In Bayesian Learning one starts from prior knowledge and incorporates a new fact to obtain posterior knowledge. 
What is the weight of the prior knowledge VS the weight of the new fact, in determining the posterior knowledge?


*

*On one extreme, I could totally change my mind at any new fact. if my prior knowledge says 1, and the fact says 2, then my posterior knowledge will say 2

*On the other extreme, I could be stubborn and hardly change my mind in face of new facts. If my prior knowledge says 1 and the new fact says 2, my posterior knowledge will say 1.001
Is there a parameter that regulates how quickly I change my mind in face of new facts?
 A: In non-pathological examples, the prior's variance plays an important role in the "stubbornness" of estimates, especially in hierarchical models.  This is very well shown in the 8 schools examples in BDA3.
Here is a photo which speaks to this.  On the horizontal axis is the prior's standard deviation.  As the standard deviation shrinks (alternatively, precision increases) the estimates are pooled closer to the population mean estimate.  As the standard deviation increases (precision decreases) the the pooling effect is relaxed, and estimates head towards their completely pooled values.
 
A: Bayes theorem is
$$
p(\theta | X) \propto
{\overbrace{\vphantom{\prod_{i=1}^N} p(\theta)}^\text{prior}} \;
{\overbrace{\prod_{i=1}^N p(X_i | \theta)}^\text{likelihood}}
$$
so as the sample size $N$ grows large, the likelihood would play greater role in the posterior. Informally, likelihood enters the formula $N$ times, while the prior only once. Of course this is not that simple.
As you already noticed, you could use a degenerate prior $p(\theta = c) = 1$ and $p(\theta \ne c) = 0$, that would be zero for any value other then $c$ (because of multiplying by zero). In such case, the prior would zero-out everything that is inconsistent with it.

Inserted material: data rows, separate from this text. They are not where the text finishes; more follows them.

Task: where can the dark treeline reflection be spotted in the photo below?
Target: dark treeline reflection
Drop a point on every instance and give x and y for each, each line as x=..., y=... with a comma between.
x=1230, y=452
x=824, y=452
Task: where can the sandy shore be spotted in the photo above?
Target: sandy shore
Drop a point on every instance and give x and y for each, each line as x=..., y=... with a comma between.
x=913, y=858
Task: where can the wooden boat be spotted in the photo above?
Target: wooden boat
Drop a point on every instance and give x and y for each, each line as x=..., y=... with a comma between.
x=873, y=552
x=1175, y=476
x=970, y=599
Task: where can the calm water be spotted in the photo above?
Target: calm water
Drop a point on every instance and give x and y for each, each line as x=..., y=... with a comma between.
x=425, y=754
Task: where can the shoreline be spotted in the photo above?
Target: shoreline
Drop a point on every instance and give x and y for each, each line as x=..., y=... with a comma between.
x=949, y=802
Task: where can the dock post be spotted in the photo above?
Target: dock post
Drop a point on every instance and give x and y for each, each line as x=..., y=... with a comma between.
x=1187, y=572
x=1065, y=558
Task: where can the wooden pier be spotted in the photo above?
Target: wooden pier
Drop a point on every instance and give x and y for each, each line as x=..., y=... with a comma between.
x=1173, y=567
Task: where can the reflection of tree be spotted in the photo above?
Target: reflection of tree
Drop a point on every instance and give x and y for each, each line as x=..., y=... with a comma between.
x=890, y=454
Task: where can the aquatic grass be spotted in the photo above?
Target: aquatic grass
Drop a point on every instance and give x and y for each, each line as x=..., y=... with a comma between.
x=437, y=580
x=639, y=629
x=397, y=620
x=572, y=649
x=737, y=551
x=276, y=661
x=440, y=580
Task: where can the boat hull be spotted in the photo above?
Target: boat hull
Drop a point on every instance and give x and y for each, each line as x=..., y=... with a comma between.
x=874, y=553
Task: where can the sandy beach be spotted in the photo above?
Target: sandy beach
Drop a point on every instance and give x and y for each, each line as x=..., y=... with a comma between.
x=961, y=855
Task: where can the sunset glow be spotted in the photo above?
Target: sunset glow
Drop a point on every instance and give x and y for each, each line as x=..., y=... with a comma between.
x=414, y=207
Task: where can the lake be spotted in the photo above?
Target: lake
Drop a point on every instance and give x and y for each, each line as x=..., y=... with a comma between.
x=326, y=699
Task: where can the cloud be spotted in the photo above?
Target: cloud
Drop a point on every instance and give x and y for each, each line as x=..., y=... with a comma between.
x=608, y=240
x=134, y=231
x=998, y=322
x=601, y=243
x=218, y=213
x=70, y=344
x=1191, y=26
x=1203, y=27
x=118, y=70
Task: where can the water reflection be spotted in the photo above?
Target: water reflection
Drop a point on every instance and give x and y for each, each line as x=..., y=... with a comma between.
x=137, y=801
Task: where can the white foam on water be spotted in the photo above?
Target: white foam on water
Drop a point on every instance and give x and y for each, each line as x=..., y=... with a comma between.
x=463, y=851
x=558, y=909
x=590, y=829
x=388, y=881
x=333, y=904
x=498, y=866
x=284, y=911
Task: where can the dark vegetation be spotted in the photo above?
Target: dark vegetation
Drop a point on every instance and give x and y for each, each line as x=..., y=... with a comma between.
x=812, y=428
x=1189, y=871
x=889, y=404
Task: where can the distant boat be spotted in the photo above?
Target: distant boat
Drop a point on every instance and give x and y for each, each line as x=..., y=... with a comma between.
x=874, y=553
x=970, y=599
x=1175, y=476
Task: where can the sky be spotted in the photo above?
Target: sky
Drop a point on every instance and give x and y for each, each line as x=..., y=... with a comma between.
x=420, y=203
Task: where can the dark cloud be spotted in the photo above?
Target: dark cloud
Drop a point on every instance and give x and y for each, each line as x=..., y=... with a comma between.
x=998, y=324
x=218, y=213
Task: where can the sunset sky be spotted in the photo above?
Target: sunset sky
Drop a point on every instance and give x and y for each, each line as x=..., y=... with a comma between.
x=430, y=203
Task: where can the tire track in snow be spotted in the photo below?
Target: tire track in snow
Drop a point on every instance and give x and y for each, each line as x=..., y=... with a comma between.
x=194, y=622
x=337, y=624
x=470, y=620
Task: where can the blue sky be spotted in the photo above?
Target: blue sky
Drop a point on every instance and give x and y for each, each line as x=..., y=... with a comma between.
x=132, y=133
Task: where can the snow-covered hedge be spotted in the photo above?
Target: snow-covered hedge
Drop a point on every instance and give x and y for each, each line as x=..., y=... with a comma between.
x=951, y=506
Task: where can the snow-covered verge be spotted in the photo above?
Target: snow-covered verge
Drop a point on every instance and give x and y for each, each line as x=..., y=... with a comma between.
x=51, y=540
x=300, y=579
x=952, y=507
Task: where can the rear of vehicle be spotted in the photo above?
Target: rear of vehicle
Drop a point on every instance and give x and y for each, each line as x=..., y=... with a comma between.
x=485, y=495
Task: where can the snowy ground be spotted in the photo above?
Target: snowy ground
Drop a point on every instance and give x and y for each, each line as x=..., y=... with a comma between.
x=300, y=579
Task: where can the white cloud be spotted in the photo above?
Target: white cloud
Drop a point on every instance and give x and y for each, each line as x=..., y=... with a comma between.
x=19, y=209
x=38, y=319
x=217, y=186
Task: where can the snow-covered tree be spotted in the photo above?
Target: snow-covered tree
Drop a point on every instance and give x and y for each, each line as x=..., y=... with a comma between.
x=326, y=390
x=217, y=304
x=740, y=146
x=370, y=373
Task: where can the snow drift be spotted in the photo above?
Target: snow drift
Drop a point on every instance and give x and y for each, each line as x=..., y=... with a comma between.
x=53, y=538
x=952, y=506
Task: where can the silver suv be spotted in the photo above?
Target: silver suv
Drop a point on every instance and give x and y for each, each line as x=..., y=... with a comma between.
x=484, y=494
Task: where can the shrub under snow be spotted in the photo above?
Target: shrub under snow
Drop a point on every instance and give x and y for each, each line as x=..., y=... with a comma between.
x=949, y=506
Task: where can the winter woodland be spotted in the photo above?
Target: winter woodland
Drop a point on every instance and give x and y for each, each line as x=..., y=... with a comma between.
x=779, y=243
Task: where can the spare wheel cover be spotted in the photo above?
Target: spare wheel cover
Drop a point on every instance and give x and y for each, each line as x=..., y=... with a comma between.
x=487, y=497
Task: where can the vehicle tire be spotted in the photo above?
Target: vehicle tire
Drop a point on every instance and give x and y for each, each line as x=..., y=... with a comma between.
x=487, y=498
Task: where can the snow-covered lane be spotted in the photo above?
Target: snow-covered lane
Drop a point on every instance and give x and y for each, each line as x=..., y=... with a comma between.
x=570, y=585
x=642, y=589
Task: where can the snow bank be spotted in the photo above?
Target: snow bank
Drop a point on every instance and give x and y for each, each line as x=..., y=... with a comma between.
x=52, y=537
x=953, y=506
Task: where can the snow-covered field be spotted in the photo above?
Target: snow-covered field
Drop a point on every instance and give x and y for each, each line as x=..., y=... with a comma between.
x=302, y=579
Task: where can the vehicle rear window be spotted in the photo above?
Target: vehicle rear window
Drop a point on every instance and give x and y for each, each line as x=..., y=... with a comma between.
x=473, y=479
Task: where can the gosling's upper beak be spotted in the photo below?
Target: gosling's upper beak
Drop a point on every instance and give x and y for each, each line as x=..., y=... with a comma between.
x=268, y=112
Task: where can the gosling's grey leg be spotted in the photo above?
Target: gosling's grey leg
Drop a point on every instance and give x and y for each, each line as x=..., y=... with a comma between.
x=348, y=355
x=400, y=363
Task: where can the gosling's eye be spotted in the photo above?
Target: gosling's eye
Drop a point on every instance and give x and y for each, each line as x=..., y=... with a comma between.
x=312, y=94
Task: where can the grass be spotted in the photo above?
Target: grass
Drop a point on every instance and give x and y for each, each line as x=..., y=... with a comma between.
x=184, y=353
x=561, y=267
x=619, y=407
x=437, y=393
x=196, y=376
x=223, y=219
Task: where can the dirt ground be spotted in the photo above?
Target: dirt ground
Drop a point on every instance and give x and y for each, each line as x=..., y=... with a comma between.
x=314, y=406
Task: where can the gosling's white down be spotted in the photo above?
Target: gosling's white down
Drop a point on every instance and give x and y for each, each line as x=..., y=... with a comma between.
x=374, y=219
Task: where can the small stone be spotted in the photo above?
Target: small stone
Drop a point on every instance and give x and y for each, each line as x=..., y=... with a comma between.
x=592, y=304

Another extreme would be "uninformative" prior $p(\theta) \propto 1$ that plays no role in the posterior (because you always multiply by same constant). Everything in-between depends on how peaked is your prior around the value of interest, where the higher values you assign to some value, the more influence would the prior have on the outcome.
The likelihood would usually de determined by the data, in the sense that you don't manipulate it to influence the results, it is only used to describe the model in probabilistic terms. As you can see, all the data points (the new "facts") have same "weight".
So, you regulate how much the prior influences the posterior by making the prior more, or less, informative. There is no additional parameter for this.